Spiega ancora Emanuele,
“Invece Komorebi - il termine è
giapponese e descrive il fascio di luce che attraversa le foglie dell’albero e
non esiste un termine dal simile significato in italiano – è il titolo dello
spettacolo realizzato a Caserta. È un viaggio dentro diverse culture e siamo
andati in cerca della possibilità di trasformare il concetto di ‘diverso’ in
‘unico’ attraverso il miracolo del linguaggio, unico come unico è ognuno a
prescindere dalla propria identità, eccezionale e inimitabile per quello che è.

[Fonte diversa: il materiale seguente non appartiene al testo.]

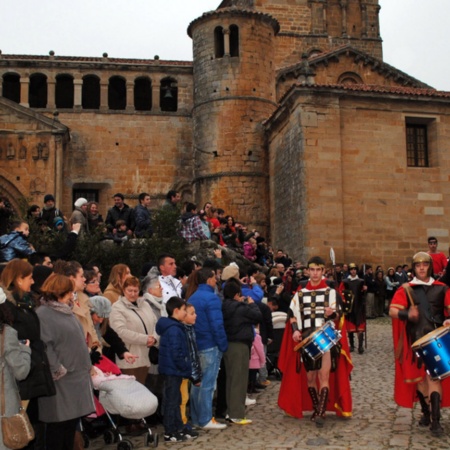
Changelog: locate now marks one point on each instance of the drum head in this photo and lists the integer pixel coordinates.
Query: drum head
(430, 336)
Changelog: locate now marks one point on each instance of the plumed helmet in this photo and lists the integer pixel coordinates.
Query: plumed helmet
(424, 257)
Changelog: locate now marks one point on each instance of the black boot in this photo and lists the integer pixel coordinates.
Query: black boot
(360, 343)
(425, 420)
(351, 338)
(322, 407)
(435, 401)
(315, 401)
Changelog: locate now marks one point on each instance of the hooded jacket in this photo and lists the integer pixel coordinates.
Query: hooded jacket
(174, 356)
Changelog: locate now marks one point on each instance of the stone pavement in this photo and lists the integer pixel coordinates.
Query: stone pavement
(377, 422)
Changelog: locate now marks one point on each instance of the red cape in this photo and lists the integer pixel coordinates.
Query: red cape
(407, 375)
(294, 397)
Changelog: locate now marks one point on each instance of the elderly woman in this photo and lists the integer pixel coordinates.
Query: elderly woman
(153, 293)
(16, 357)
(112, 344)
(69, 364)
(119, 273)
(134, 321)
(17, 279)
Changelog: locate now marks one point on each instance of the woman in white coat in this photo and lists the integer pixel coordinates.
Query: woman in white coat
(133, 320)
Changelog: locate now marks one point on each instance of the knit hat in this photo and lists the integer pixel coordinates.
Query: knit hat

La partecipazione dei ragazzi - perlopiù di origine africana- è stata un
esempio di rispetto e dedizione. Hanno lavorato in modo eccezionale, fidandosi
e affidandosi a noi. Per questo possiamo solo dirgli grazie “. Da Komorebi: “Ma quante cose possono essere
traducibili? Quante volte diventa incomprensibile anche un atteggiamento di un
mio fratello. Un gesto di un’amica, la vecchiaia o la malattia di un padre? Se
dicessimo, invece, che certe volte c’è più comunicazione tra due lingue
sconosciute l’una all’altra che tra due familiari? “
L’
originalità di Putèca era stata già
riconosciuta dal premio nazionale giovani Realtà del Teatro promosso dalla
Civica Accademia d’Arte di Udine con il testo Dall’altra parte. 2+2=? , spettacolo
che ha debuttato durante l’ultimo
Napoli Teatro Festival; e non passi
inosservato il ruolo rivestito da Emanuele all’interno della giuria di Nuove Sensibilità , dove sono stati
letti 94 testi di giovani autori , desiderosi di raccontare, raccontarsi e liberarsi attraverso la scrittura, osserva
Emanuele, il quale in questo – si spera-
stralcio pandemico approfondirà lo studio
della drammaturgia, della regia ,
dei meccanismi burocratici, per migliorare, evitare errori e proporre sempre
con più determinazione. Un lavoro ancora in itinere lo sta conducendo sul testo
di Giorni felici di Beckett, versione
napoletana, ma molti sono gli inviti rivolti agli attori di Putèca per partecipare a festival
estivi, per collaborare con altre giovani compagnie, anche fuori del nostro
territorio. Un fiore all’occhiello ‘
bottega Celidònia’ nella storia teatrale della nostra città; il loro ‘fare’ mi
riporta alla mente le botteghe rinascimentali frequentate dai grandi artisti,
dove c’era il fervore del ‘lavoro’, dove si manipolava con i giusti strumenti
la terra, l’argilla, per dare forma e vita a quei piccoli e grandi capolavori
dai quali tutti apprendevano e si nutrivano.